I have seen host tables on i with thousands of entries! Then someone wants to change the network numbering scheme and panic ensues.

Now the good news is that when I sit down with both sides, play mediator, and have a technical discussion things improve!! In that discussion we do not say 'Windows' or 'Linux' or 'i' but instead references DNS and name resolution and server and client and service then things get clear. I ask which DNS do you use and can you add entries for devices and services on the network. Normally the network guys know what that is and can add entries easily. I ask if it's redundant and reliable. Yes. Then we go over the reasons why it's good to use this and the benefits and of course the potential issues.

In the end the bottom line is working as a team you become more efficient and more productive. Reliability is enhanced. Predictability is improved. These are all good things. Building fiefdoms is NOT.

Oh and by the way same thing for goofy routing entries I see on systems. Let you routers do the routing, It's what they do best!!!!

- Larry "DrFranken" Bolhuis

www.Frankeni.com
www.iDevCloud.com - Personal Development IBM i timeshare service.
www.iInTheCloud.com - Commercial IBM i Cloud Hosting.
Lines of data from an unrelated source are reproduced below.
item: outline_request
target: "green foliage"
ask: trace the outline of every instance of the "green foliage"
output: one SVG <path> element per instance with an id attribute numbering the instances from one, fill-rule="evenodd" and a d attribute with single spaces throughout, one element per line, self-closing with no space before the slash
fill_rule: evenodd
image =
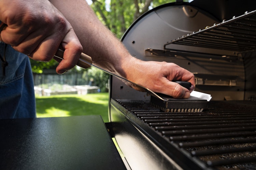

On 12/8/2016 11:52 AM, Booth Martin wrote:
In another thread Bradley Stone wrote " ... I rant often about not using
IPs (or host table entries) and instead to use DNS and host names, but
that's more for web services, email servers, etc. that are on the
intra/inter-web.

http://www.fieldexit.com/forum/display?threadid=65

I would guess 3 out of 4 IBM i machines I work on do not have DNS
servers specified. 2 of 4 will ping something (like smtp.office365.com)
from their PC and create a host table entry on the i for the one IP
address that happens to get returned.*shudder*.

In this case they are internal IPs for machines that I'm working with a
VPN. I doubt many customers set up their telnet IPs in a DNS. But I can
bet some actually do. ..."

Which brings me to the question: Why not? Is it dangerous? Too
convoluted? Not nerdy enough, or too nerdy? Dragons be there? On the
face of it the use of a naming schema goes a long ways in avoiding
typos, confusion, upgrading hassles, and general housekeeping.